ALL AMERICANS—EVEN THOSE KNOWN TODAY AS NATIVE Americans—are either descended from immigrants or are immigrants themselves. The first wave of immigration occurred more than 15,000 years ago, when people began entering the uninhabited continent on foot from northeastern Asia. Several thousand years later came explorers and missionaries and colonists from Europe. The slave trade of the 17th, 18th and 19th centuries brought a massive forced “immigration” of Africans.
The immigrants who organized the 13 American colonies were mostly English. For the first several decades after independence, the great majority of U.S. citizens shared an Anglo-Saxon Protestant heritage.
Beginning in the 1830s, economic and political turmoil in Europe sent people of many different ethnic groups to the United States. Germans, for example, settled across the Midwest, while Irish immigrants formed large communities in the Eastern cities. In most places, the new arrivals received a cold welcome: Native-born residents whose families had lived here for several generations suddenly felt overrun by strangers. Competition for jobs only heightened resentment toward immigrants.
A growing sense of “us” and “them” gave rise to a movement called nativism. In 1849, a group of native-born Protestants in New York City formed the Order of the Star-Spangled Banner. Within a few years, secret nativist societies had been established in every major city. These groups published anti-immigrant and anti-Catholic literature and supported local political candidates who shared their views. From their policy of refusing to answer outsiders’ questions about their organizations, members acquired the name Know-Nothings.
As nativist ideas became more popular in the 1850s, the movement emerged from secrecy and entered the national political arena. In 1855, 43 members of Congress belonged to the Know-Nothing Party. But this prominence was short-lived. By the very next year, the issue of slavery—which divided the nation—had split the Know-Nothings and brought an end to organized nativism on a national scale.
Anti-immigration and anti-Catholic bigotry has periodically resurfaced. In the 1870s, recent European immigrants joined nativists in opposing Chinese immigration. Around the turn of the century, controversy arose over the large-scale immigration of Jews, Italians, Poles and other ethnic groups.
Today, a similar influx of Latino immigrants has revived discussion about closing America’s borders. Widespread frenzy over undocumented immigration has inspired public policies steeped in an “us vs. them” mentality. Some cities in Florida and the southern border states have enacted ordinances mandating the use of “English language only” in public education. In 2004, Arizona voters passed a public referendum making it a crime to provide certain social services to undocumented immigrants. As a result, native-born Latinos and legal immigrants have been the victims of ethnic and racial slurs and physical violence.

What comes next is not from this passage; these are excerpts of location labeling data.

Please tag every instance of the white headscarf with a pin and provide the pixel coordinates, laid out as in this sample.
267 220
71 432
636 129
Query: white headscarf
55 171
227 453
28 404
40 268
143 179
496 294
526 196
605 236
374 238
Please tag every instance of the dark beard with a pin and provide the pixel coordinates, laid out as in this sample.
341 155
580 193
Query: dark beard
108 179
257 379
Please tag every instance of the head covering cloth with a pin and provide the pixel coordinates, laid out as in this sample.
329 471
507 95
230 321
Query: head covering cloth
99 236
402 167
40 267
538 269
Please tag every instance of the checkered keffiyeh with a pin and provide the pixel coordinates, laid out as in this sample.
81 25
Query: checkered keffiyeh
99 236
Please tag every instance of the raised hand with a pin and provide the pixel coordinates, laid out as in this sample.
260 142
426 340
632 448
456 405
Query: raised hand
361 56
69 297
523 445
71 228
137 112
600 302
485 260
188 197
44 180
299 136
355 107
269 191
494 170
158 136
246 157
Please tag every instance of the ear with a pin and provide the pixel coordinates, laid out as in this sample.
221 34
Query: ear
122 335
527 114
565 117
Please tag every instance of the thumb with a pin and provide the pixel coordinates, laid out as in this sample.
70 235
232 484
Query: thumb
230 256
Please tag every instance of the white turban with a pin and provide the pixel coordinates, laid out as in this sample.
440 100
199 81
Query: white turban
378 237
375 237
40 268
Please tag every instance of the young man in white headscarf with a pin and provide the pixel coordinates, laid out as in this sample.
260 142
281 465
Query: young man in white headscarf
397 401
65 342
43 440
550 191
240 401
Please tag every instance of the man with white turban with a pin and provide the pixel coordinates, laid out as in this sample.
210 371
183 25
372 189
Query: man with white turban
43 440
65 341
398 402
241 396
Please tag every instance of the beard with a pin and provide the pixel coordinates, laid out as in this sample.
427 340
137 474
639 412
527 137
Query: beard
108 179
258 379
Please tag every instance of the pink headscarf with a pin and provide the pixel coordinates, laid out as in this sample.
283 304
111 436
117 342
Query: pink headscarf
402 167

During his 1960 presidential campaign, John F. Kennedy faced questions about his loyalties because he was Catholic. In a speech to a group of Texas ministers, Kennedy explained how dividing the country into “us” and “them” endangers everyone:
“For a while this year it may be a Catholic against whom the finger of suspicion is pointed. In other years it has been and may some day be again a Jew or a Quaker or a Unitarian or a Baptist. … Today I may be the victim, but tomorrow it may be you.”